My name is always two words with Victoria.
I could hear her steady strokes and metronomic breathing through the cell phone clipped to her waist, and I smiled. A world that has a seventy-year-old woman with more than a passing resemblance to Vanessa Redgrave rowing steadily toward Europe—I call that a good world.
“How’s the water today, V?”
Her name is always reduced to an initial in my mouth.
“Flat enough to walk on. And slated to continue.”
“Happy to hear it. Staying on?”
“Depends,” she said. “What’s new?”
“Mary Arnold’s husband announced he’s moving the family to Umbria for a year.”
“What did Mary say?”
“She’s going with him.”
“She can’t think there’s a hunky Italian lover waiting for her.”
“She left a message. I don’t think she wanted our opinion.”
“Better yet. What else?”
“Amanda Carpenter called in.”
“She made weight?”
“Ninety-nine.”
Amanda Carpenter married a man who can’t be seen with a woman who weighs more than a hundred pounds. Every Monday morning, by the terms of their prenup, she goes to her husband’s doctor and weighs in. She always makes it. You would too if you ate cotton balls for lunch and downed a dozen Diet Cokes a day. But she pays a price. Because no fat passes her lips, she’s estrogen-deprived and her chin has sprouted dark hairs, and because she’s bulimic, the acid in her vomit is stripping the enamel from her teeth.
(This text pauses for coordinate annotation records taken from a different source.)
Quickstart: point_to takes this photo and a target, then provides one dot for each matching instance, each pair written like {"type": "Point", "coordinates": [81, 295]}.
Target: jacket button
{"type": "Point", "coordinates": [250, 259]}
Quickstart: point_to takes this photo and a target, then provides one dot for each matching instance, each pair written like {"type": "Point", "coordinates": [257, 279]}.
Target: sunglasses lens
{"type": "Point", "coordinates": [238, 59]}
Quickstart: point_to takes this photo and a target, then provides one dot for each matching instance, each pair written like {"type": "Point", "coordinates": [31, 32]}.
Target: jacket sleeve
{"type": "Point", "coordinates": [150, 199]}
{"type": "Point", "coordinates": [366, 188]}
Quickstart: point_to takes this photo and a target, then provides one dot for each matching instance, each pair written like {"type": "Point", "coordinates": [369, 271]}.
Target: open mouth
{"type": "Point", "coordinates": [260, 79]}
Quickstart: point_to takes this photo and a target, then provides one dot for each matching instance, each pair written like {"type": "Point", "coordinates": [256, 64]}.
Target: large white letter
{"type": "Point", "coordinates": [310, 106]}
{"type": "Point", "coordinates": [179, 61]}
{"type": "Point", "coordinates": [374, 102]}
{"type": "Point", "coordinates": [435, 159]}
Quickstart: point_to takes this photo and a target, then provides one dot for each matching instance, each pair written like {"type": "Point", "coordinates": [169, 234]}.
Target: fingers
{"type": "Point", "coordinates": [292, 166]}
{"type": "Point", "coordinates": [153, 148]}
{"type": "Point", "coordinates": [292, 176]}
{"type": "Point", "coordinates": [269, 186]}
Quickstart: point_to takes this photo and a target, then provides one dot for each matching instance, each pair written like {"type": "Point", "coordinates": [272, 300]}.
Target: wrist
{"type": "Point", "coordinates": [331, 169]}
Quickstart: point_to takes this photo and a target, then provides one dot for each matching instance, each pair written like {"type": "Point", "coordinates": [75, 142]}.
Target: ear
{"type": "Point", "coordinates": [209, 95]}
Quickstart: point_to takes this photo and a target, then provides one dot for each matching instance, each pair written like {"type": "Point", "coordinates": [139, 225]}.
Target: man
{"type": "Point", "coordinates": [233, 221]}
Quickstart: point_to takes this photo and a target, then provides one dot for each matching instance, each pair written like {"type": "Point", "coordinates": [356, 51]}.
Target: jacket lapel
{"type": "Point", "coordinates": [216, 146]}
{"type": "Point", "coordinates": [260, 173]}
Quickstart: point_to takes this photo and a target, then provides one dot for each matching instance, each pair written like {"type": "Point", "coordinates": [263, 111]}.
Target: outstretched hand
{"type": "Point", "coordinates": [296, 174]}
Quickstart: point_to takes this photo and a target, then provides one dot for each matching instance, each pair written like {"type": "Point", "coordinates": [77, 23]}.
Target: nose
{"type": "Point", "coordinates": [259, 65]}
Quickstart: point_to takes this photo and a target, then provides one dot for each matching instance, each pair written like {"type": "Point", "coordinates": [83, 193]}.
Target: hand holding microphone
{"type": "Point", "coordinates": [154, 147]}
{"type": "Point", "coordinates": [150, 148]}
Why does she submit to this? Although she looks as if she were born in purple, her father is a firefighter and her mother has a chronic disease. Like a character in an Edith Wharton novel, she sacrificed herself on the altar of money. Her husband is rich and social, and, dammit, he wants a wife who looks the part. Amanda knows her marriage is in no way secure, so she hired us to look over the doctor’s shoulder.
“Also, Reboot tracked down the manager of that club in Paris. The guy remembers seeing the Stonebachs. He’ll give us a deposition.”
“Excellent.”
Better than that, really. Richard Stonebach is a big-shot political fund-raiser. His new wife—his fourth—came to us right after the honeymoon. As she tells it, his idea of a good start to a marriage was to take her to Paris, bring her to a sex club, and let her watch him get a blow job. Now she wants an annulment and—prenup be damned—a settlement. With a deposition from the manager of that club, Stonebach’s choices are a generous good-bye or a story on Page Six.
“What’s your week like?” Victoria asked.
“The biggest thing on my calendar is an opening at an art gallery.”
“Who’s the artist?”
“The Greta Garbo of photography.”
“How’s her marriage?”
“Trolling for clients, V?”
“As a matter of fact, I went out for dinner over the weekend and came back with one.”
“What’s she like?”
“In addition to sixty million dollars, she wants half of the frequent flyer miles. Very adamant about that.”
“Oh, dear,” I said, because I’ve seen enough vengeful women to know them as unbearable and, in our partnership, always mine to represent. Revenge starts with the frequent flyer miles; it doesn’t end until she gets a share of the apartment where the husband meets his mistress.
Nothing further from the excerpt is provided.